Ever seen New Yorkers in January? Watched them confounded at the first snowflake, bunching up like subway cars and refusing to top 15 mph. One big storm a year gets people moaning like they’re prisoners in the Siberian gulag. They’ll get no pity from this Brooklynite: We live in New York, people. There’s a subway to fall back on, great restaurants and bars on every block to duck into, and bicycle men who’ll brave any storm to deliver takeout, groceries, dry cleaning, even liquor. Liquor!
Boston does nip Detroit for annual snowfall, and set a new high—or low—with 108.6 inches last winter. (Detroit broke its own 133-year-old mark with 94.9 inches in the winter of 2013-2014). But again, please: Boston is a relative Christmas storybook, the place where Ali MacGraw and Ryan O’Neal made snow angels, for chrissakes. If those two lovebirds built a snowman in Detroit, it’d come to life and steal their wallets. Plus, Boston has the Patriots, always good for a wintertime pick-me-up. Detroit has the Lions, which are only good for a nip from the flask.
Boston is a Christmas storybook, the place Ali MacGraw and Ryan O’Neal made snow angels. If those two lovebirds built a snowman in Detroit, it’d come to life and steal their wallets.
The daily Beltway jams that choke Washington D.C. make Detroit seem as wide-open as the prairie. But, last week’s blizzard notwithstanding, Washington, D.C. usually avoids going all Ice Station Zebra, so no dice. And that goes double for traffic-choked Atlanta. Just because a light dusting turns an entire populace into Weebles, sending scores of cars wobbling into the nearest ditch, doesn’t grant them a white-knuckle trophy.
As for mountain towns from Utah to Montana… are you kidding me? For one, the powdered-sugar drifts and Rocky Mountain High roads are way too beautiful to complain about, not least for hunky ski bums and snow bunnies. Detroit is flatter than roadkill. It has more unrelieved gray than a Ft. Myers barber shop. The dingy blanket of clouds roll in off the Great Lakes by Thanksgiving, a veritable Snuggie of seasonal depression that often extends into April.
And in those Rockies, winter road preparedness rises to arctic warfare levels, as I realized on my first-ever morning in Vail years ago.

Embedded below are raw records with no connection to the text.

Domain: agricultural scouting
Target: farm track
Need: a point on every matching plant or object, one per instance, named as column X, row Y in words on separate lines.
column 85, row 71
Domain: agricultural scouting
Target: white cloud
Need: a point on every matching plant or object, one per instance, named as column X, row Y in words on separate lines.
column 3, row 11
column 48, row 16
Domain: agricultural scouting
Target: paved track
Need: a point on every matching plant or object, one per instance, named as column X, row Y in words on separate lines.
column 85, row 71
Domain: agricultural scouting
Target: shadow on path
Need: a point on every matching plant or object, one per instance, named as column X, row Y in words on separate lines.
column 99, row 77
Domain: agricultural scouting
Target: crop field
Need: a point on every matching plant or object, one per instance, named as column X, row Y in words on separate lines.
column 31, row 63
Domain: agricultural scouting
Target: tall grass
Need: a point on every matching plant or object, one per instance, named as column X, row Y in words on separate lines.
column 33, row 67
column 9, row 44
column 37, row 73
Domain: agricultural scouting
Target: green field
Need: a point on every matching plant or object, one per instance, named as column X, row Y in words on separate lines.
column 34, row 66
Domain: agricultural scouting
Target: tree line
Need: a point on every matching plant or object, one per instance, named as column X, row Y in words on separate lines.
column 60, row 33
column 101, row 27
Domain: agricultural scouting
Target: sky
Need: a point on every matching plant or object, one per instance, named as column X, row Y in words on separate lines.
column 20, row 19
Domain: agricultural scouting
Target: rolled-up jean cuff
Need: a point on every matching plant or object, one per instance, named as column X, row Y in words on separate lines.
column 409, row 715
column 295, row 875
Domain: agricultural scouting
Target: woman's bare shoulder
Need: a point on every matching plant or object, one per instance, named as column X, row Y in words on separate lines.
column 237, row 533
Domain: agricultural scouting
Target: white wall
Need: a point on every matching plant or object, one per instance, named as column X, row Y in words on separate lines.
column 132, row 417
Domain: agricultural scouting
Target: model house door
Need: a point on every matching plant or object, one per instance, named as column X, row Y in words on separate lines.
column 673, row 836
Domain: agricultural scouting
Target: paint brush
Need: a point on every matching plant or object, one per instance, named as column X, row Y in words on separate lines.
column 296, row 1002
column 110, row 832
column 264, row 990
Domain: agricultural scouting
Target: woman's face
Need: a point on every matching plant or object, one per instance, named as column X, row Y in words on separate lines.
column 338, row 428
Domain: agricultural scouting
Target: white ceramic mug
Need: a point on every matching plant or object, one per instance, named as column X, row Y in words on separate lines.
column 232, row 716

Assuming the 18 inches of overnight snow had paralyzed the region, I jumped into a Jeep Wrangler to discover pavement so spiffy, so bone-dry, the road crews could’ve been armed with Shop Vacs. In sad contrast, side streets in many Motown neighborhoods go entire seasons without seeing a plow. Not that they were easy to spot: Until a recent $185 million, post-bankruptcy infusion of LED lighting, Detroit resembled a horror scene from 30 Days of Night. Up to 40 percent of streetlights were out of commission on any given evening, plunging neighborhoods into darkness.
Instead of plows, Detroit prefers to spew sodium chloride on its streets. Not surprising given its location atop a subterranean city of salt, a now-shuttered mine 1,200 feet below the city—including Dearborn, Henry Ford’s birthplace and the company’s headquarters—with 100 miles of underground roads. Which I can only imagine are superior to the above-ground variety.
If a tiebreaker is required, try this: Detroit’s more-foresaken nabes resemble the Wild West, or perhaps the Middle East. It’s mayhem. As kids, we’d bumper hitch, sneak behind unsuspecting cars at stop signs and grab on, then ski behind for as long as we could dare. Or pelt passing cars with snowballs. Stop signs and red lights are mere suggestions in Detroit. Cars sail through intersections year-round, but especially during winter, when slowing down could mean getting stuck. Or worse.
Really, in this winter pageant, it’s no contest. Uncongenial, shabbily dressed, tottering on ice in streetwalker heels, Detroit is America’s worst winter driving town. Take a victory walk, Miss Motown, raise your diamond-crusted scraper high. And hang in there, Detroiters. Spring is only a few months away.